Из-за леса выполз серп месяца. Ночь была тихая. Косуля, беззаботно щипавшая траву, вдруг настороженно подняла мордочку. Чуткий слух явственно различил приближающийся треск. На опушку вышел кабан-секач. Косуля мелькнула светлым пятном, исчезла в кустах. Кабан остановился, понюхал воздух, подозрительно фыркнул и потрусил вслед за косулей.
Утро застало геологов в пути. Золотистые лучи солнца играли в капельках росы, застывших светлыми бусинками на кружевных листьях папоротника. Чистые, словно умытые, стояли кряжистые кедры с пышными, раскидистыми кронами. Скоро пейзаж сменился. Кругом топорщились кусты смородины, малины, бузины с пожелтевшими листьями. Незабудки, огоньки и ветреницы тянулись к солнцу.
Леонов решил подняться на самую вершину Шумака. Из-под ног то и дело с шумом взлетали стаи куропаток. Птицы уже оделись в белое и были очень заметны. Разведчики пополнили ими свои скудные припасы.
К середине дня достигли вершины водораздела. Грандиозная панорама открылась перед ними. Наконец-то сбылась давняя мечта Леонова: он видит под собой Шумак во всей его суровой красоте. Необозримая горная страна, затянутая голубоватой дымкой, усеянная лысинами обнаженных пород.
Опираясь на винтовку, Степан Васильевич долго всматривался в знакомые горные хребты. Синей полосой внизу извивается Шумак. Тридцать четыре года назад у этой реки произошла кровавая драма. Но где, в какой складке, в каком месте лежит то золото, из-за которого пролилась кровь?
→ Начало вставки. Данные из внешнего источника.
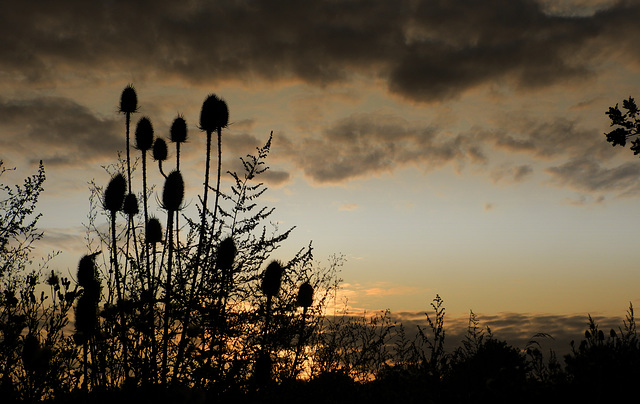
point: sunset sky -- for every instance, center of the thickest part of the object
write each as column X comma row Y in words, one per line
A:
column 450, row 147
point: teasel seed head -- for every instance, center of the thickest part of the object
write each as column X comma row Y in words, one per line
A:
column 130, row 207
column 305, row 295
column 144, row 134
column 87, row 271
column 128, row 100
column 160, row 149
column 226, row 254
column 179, row 130
column 173, row 192
column 114, row 194
column 153, row 231
column 214, row 113
column 272, row 278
Леонов сел на камень, достал бинокль. Внизу расстилались альпийские луга. Цветы и травы на этих лугах никогда не вянут, не знают осени. Их внезапно накрывает глубокий снег. Там паслось стадо животных ростом с телят, но покрытых густой, длинной шерстью, свисающей почти до земли. Мускулистый горб, лошадиный хвост, мохнатая морда придавали животным фантастический и свирепый вид. Но это были всего лишь тибетские яки, которых здесь называют сарлыками. Более рослые хайныки — помесь сарлыков с коровами. Неприхотливые и выносливые, они спят прямо на снегу, выходят победителями в единоборстве с волками. В бинокль Степан увидел медведя, который что-то искал на болотистом берегу небольшого озера, а недалеко ленивой походкой к водопою шел марал.
Изыскатели направились к самому истоку реки. Вороша память, Леонов думает о том, что Новиков, несомненно, знал короткую, хотя, возможно, и опасную, тропу. Но где ее найти?
Когда спустились в распадок, заросший пихтой и елью, наступил уже полдень. Вдруг Дружок, бежавший впереди, как-то необычно залаял. Что привлекло его внимание? Степан чуть не бегом поспешил на лай.
На противоположном берегу реки в узком распадке он увидел горбатую избушку, раздавленную кедром, рухнувшим со скалы. Да ведь это оно, то самое зимовье, что когда-то срубил Дмитрий Демин — беглый каторжник. Здесь больше года гостевали Степан со старым дедом. Перед ним мгновенно возникли образы профессора Львова и проводника Краснова, пришедших сюда в холодную грозовую ночь…
Несмотря на усталость, Леонов в эту ночь спал тревожно. Во сне ему грезилось золото, мерещились чьи-то шаги, треск ломающихся сучьев. Весь в поту, он просыпался, подолгу вслушивался в лесные шорохи. Вот где-то далеко гукнул филин, тявкнула лисица… Хоть бы скорее день.